REPUBLIKA.CO.ID, JAKARTA -- Tren penambahan kasus positif Covid-19 yang terus menanjak hingga akhir Juli 2020 ini membuat urgensi produksi vaksin ikut bertambah. Apalagi mengacu pada data per Ahad (26/7), jumlah konfirmasi kasus positif di Indonesia telah menyentuh 98.778 orang.
Artinya, sedikit lagi Indonesia akan mencatatkan kasus konfirmasi positif sebanyak 100.000 orang. Kondisi ini membuat Lembaga Biologi Molekuler Eijkman mempercepat langkah untuk merampungkan penelitian terkait vaksin Covid-19.

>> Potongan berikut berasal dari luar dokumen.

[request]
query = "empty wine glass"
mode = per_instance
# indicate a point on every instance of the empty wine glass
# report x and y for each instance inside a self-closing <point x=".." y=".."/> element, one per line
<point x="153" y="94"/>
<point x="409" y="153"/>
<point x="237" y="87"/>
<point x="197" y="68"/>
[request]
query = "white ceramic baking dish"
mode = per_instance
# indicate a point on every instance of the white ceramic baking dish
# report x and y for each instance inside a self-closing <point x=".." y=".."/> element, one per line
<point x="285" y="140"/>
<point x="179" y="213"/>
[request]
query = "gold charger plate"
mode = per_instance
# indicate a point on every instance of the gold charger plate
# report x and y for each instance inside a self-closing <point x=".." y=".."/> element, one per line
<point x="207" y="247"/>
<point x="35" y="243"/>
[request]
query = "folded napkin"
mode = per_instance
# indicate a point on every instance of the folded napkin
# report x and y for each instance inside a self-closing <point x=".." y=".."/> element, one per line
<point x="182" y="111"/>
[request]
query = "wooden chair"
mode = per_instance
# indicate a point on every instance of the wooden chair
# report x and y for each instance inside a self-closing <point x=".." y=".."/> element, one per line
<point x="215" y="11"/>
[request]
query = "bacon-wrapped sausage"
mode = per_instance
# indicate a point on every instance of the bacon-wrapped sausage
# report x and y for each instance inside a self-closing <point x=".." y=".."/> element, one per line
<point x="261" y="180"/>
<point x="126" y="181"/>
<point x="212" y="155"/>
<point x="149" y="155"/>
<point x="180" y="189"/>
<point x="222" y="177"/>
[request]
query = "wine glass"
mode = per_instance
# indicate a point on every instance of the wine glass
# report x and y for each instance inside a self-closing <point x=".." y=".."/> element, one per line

Eijkman merupakan salah satu institusi yang ditunjuk Presiden Jokowi untuk memimpin riset terkait vaksin Covid-19. Selepas riset rampung, produksi vaksin akan dilakukan oleh Bio Farma.
Kepala Lembaga Biologi Molekuler Eijkman, Prof. Amin Soebandrio, mengungkapkan sampai saat ini progres persiapan vaksin Covid-19 baru menyentuh 30 persen. Kendati angkanya terbilang masih rendah, Amin menyebutkan bahwa progres yang sudah dijalani ini justru merupakan pondasi atau dasar dari tahapan riset selanjutnya.
"30 persen itu adalah kalau kita bikin rumah, kita bikin pondasinya dulu bagian terpenting. Biasanya setelah pondasi selesai ke depan akan lebih cepat," kata Amin, Ahad (26/7).
Eijkman diberi batas waktu sampai Maret 2021 untuk merampungkan riset terkait vaksin Covid-19. Terkait batas waktu yang diberikan pemerintah ini, Amin optimistis bisa menepatinya.
Bahkan, ia yakin produksi vaksin atas prakarsa Eijkman bisa dilakukan setidaknya Februari 2021 mendatang. "Insya Allah bisa lebih cepat. Tapi ya tidak lebih cepat 6 bulan juga, agak sulit. Tapi kami berupaya proses yang bisa diperpendek akan kami lakukan. Tapi terkait dengan tumbuhnya sel dan virus tak bisa dipercepat," jelasnya.
Untuk saat ini, riset vaksin Covid-19 yang dijalankan Eijkman sudah sampai proses pengembangan antigen, berupa protein rekombinan. Protein ini mewakili protein spike atau protein S dan protein N atau nucleocapsid yang menjadi sasaran vaksin.
"Karena dua mekanisme itu adalah dua mekanisme yang harus diblok oleh antibodi," jelas Amin.
Berbeda dengan vaksin yang diimpor dari China
Vaksin yang dikembangkan oleh Eijkman berbeda dengan vaksin yang dikembangkan oleh Bio Farma bersama produksi vaksin asal China, Sinovac Biotech Ltd. Amin pun menjelaskan perbedaan mendasar antara vaksin yang dikembangkan oleh Sinovac-Bio Farma dan Eijkman-Bio Farma.
"Bedanya adalah di platform. Vaksin Sinovac menggunakan virus utuh, mereka mengkultur virusnya, kemudian setelah diperoleh virus dalam jumlah besar kemudian virusnya dimatikan dengan bahan kimia. Kemudian ya setelah dibersihkan, langsung bisa dipakai. Ya makanya prosesnya lebih cepat," jelas Amin.
Sementara vaksin yang dikembangkan oleh Eijkman tidak menggunakan virus utuh, melainkan hanya menyasar dua jenis protein yang memang menjadi sasaran. Eijkman melakukan isolasi terhadap dua jenis protein yang diperlukan, yakni Protein S dan N. Kedua protein inilah yang akan digunakan dalam vaksin nanti.
Vaksin dalam negeri lebih menguntungkan
Amin beranggapan, vaksin yang diproduksi di dalam negeri dengan hasil riset yang sepenuhnya dilakukan di dalam negeri lebih menguntungkan ketimbang impor. Vaksin yang benar-benar dikembangkan di Indonesia, dia mengatakan, akan terbebas dari biaya-biaya tambahan seperti beban paten.
"Kemudian kita lebih memiliki kepastian tentang kapasitas produksi karena semuanya dalam kendali Indonesia," jelasnya.
Di luar penelitian vaksin yang masih terus berlanjut, Amin meminta masyarakat benar-benar tetap menjalankan protokol kesehatan demi menekan penularan virus corona. Menurutnya, adanya vaksin pun tak lantas membuat masyarakat bisa terbebas dari protokol kesehatan yang ketat.